– Bugün karanlığı göstereceğim sana. Her insanın içinde bulunan ama sırf koktukları için giremedikleri o karanlığa gireceğiz birlikte. Aslında benim ilk girişim değil bu karanlığa. Ama senin ilk olacak. Ve ben açıkçası karanlıktan korkardım. Küçükken odamda uyumaya giderken anneme ışığı kapatmamasını söylerdim. Annemde kapatmazdı. Uyumaktan bile korkardım. Çünkü gözlerimi kapatınca karanlık oluyordu her yer. Ama her sabah uyandığımda 75 wattlık ampulün yanmadığını görüyordum. Büyük ihtimalle annem uyuduğum zaman karanlığa geçiş yaptığım an kapatıyordu ışığı. Sonra bir gün karanlıkla tanıştım. Gerçek karanlık değildi o. Bir gün yatmaya giderken bir an elektrikler kesildi. Çat. Odamın eşiğinde kalmıştım. Ne bir adım ileri ne de geri. Korktuğum zaman çığlık atan veya ağlayan biri değildim. Sessizliğin en dibinde biriydim ve korktuğumda bir lâl şeklini alırdım. Dilimin boğazımdan mideme inip orada öğütüldüğünü hissederdim. Sonra kertenkele kuyruğu gibi tekrar acısız çıkardı. İşte o gece de öyle olmuştu. Annemin adımı seslenişlerini duyuyordum. Defalarca adım eski kagir evin içinde yankılanıyordu.

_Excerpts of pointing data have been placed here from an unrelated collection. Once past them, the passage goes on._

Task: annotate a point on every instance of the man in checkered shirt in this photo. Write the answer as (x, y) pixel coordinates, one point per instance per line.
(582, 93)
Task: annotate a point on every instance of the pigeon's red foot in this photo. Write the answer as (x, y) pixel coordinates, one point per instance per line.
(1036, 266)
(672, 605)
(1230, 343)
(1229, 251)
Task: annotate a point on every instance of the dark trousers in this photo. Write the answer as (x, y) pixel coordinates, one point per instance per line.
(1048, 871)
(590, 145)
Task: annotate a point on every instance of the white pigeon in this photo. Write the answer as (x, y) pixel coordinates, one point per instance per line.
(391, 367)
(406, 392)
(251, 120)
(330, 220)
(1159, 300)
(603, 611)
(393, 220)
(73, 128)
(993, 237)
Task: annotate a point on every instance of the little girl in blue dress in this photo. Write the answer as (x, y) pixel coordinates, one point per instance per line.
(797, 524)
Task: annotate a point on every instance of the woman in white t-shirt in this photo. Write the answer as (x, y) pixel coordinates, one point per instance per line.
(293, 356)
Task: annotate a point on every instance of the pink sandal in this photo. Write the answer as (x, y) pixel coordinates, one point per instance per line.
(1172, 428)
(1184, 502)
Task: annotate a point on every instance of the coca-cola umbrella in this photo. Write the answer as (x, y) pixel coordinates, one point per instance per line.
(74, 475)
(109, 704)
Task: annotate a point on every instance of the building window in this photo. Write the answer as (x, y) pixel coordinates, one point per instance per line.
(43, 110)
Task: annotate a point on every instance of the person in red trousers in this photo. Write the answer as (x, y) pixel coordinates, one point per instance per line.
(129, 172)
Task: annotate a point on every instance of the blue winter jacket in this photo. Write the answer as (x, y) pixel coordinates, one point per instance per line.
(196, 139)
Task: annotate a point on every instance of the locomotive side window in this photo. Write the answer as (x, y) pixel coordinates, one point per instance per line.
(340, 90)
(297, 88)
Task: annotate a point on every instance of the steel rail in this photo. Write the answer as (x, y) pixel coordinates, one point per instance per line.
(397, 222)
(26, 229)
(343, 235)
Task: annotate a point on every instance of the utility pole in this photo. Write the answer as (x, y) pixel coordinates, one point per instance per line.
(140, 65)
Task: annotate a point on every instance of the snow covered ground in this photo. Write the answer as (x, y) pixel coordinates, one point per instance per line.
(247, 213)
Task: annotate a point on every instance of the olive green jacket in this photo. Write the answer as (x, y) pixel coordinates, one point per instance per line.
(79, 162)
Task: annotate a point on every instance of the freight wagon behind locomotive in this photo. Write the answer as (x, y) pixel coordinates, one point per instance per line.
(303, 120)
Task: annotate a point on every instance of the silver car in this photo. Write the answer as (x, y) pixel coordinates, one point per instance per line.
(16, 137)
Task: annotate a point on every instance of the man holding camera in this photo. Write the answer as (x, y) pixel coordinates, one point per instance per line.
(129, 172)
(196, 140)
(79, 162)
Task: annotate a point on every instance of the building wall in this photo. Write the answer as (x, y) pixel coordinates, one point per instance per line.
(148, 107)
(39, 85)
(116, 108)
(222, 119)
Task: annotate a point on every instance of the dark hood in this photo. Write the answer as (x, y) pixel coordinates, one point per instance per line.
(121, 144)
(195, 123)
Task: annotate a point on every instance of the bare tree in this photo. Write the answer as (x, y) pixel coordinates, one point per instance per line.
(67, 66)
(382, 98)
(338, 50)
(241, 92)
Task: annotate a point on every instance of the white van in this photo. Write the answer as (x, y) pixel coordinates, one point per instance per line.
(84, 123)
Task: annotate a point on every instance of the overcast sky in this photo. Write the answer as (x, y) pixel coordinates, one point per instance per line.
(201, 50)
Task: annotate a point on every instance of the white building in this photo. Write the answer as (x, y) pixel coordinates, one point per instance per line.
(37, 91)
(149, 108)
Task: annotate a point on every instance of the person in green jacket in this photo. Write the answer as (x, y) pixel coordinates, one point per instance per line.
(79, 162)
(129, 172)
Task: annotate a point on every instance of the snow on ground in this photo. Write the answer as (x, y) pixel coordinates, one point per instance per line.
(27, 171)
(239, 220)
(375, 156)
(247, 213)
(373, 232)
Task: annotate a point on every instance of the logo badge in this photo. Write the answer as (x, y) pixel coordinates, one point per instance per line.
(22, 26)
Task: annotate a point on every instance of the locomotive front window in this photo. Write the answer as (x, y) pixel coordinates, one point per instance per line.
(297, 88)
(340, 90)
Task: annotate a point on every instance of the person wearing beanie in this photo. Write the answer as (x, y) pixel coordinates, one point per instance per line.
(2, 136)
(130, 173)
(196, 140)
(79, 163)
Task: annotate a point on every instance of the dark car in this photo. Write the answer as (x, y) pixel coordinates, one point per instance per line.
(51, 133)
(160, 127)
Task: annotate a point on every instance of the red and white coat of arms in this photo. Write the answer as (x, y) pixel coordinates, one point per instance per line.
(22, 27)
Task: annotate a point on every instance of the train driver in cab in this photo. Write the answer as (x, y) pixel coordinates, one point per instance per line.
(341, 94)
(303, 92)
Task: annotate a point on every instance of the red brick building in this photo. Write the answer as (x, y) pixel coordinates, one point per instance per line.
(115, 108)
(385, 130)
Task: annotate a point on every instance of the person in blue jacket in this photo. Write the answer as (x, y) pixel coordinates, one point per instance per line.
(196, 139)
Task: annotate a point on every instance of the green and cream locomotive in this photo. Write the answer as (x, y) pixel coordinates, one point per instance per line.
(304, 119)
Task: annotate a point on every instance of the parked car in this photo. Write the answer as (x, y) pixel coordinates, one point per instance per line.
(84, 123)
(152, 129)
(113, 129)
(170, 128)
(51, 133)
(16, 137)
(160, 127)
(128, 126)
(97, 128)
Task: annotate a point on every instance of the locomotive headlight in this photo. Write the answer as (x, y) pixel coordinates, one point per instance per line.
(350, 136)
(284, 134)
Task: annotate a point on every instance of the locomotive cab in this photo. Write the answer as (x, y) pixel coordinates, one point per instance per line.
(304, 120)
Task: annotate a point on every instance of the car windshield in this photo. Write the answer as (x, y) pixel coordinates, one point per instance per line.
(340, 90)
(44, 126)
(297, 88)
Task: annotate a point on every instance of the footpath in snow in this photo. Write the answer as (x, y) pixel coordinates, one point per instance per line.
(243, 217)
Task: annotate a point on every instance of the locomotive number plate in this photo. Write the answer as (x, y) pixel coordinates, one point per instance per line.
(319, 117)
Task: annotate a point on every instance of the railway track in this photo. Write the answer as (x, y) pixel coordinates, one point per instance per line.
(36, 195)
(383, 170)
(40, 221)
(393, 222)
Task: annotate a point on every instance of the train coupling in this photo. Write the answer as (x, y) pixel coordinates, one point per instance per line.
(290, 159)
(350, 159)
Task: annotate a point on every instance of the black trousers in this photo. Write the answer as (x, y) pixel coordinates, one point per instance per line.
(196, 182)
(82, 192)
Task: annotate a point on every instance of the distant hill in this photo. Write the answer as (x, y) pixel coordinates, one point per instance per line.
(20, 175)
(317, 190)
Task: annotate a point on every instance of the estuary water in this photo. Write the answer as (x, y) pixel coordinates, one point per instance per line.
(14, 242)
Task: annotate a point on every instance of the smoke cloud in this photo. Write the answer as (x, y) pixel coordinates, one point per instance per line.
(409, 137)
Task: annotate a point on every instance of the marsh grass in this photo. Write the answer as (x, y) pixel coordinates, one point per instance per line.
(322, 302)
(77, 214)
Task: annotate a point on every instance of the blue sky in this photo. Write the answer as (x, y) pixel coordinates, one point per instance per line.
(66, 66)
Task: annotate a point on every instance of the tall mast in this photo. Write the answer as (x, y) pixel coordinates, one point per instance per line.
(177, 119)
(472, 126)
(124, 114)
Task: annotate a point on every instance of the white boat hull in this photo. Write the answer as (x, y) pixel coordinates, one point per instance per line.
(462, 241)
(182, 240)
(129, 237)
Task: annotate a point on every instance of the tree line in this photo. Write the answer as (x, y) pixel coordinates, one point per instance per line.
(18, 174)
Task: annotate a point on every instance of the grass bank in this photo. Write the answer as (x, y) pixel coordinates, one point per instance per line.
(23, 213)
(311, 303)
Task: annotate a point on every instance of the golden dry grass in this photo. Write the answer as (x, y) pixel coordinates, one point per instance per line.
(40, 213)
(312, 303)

” Bekle ” diyordu. ” Bekle birazdan geliyorum. Korkma.” diyordu. Bekliyordum. Kapının eşiğinde öylece bekliyordum. Kalbimin hızlı atışı yüzünden arada sallanıyordum. Hissediyordum kalbimi. Oda korkuyordu karanlıktan ve kaçmak istiyordu. Ama göğüs kafesimi kıramıyordu. O da yıllarca göğüs kafesimde karanlıkta esir kalmıştı. Alışmıştı karanlığa. Lâkin ne kadar alışsa da korkuyordu. Çünkü o da içindeki karanlığa hiç girmemişti. Sonra annem geldi elinde beyaz yarısı erimiş bir mumla. Benim korkudan terleyen elimden tutup yatağa yatırdı. Mumu başucuma koydu ve bana kocaman sıkı sıkı sarıldı. O gece ne zaman ve nasıl uyuduğumu hatırlamıyorum. Annemin bana sarılığı tüm karanlıkları aydınlığa çevirmişti. Öyle sarılmıştı ki sanki son sarılışının olduğunu biliyor gibiydi. O gece gerçek karanlıkla tanıştım. Kaç saat, kaç dakika uyuduğumu hatırlayamasam da hatırladığım birkaç şey vardı.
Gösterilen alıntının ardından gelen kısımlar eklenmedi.